Submitted by Tigmib t3_10awo8f in MachineLearning
Hey guys,
I am working the sector of computer science for agriculture research. I deal here with algorithm to monitor crop conditions and try to simulate what yield will be the outcome.
I am focussing on ML based methods, but data in agriculture can be a quite limiting factor. If you have 100k samples from real crop fields, thats a lot! So we are not like ChatGPT, who just used 500bn word samples to train their model.
To overcome the issues of small data + ML, I want to set up an approach that combines ML methods (learning from data) with expert knowledge.

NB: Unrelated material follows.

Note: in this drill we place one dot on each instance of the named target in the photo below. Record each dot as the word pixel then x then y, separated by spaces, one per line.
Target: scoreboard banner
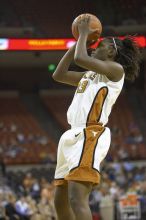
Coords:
pixel 48 44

What do I mean by this: E.g. Everybody knows, if you do not water your plant, it will die. Or if there are 90° Celsius, the plant will just burn. This knowledge is partially stored in so called "crop simulation models" designed by agronomy experts and my idea was to use these expert models to generate synthetic yield data and feed this data into the training dataset for the ML models.
For me that will somehow result in an approach of "constrained machine learning" where I want to combine both. However, does some of you have any other idea how ML and expert models could be combined or the knowledge could be injected to ML methods, except via the training dataset?
I am happy to hear your suggestions!
ndemir t1_j474eox wrote
When I have similar doubt, I ask myself; "forget ML, will statistics help you? Will just defining some rules will help you?" People in that industry already have some kind of idea about how to predict, learn their rules. By the way, I am not suggesting that you should not use ML. I am just asking you to look from a different angle.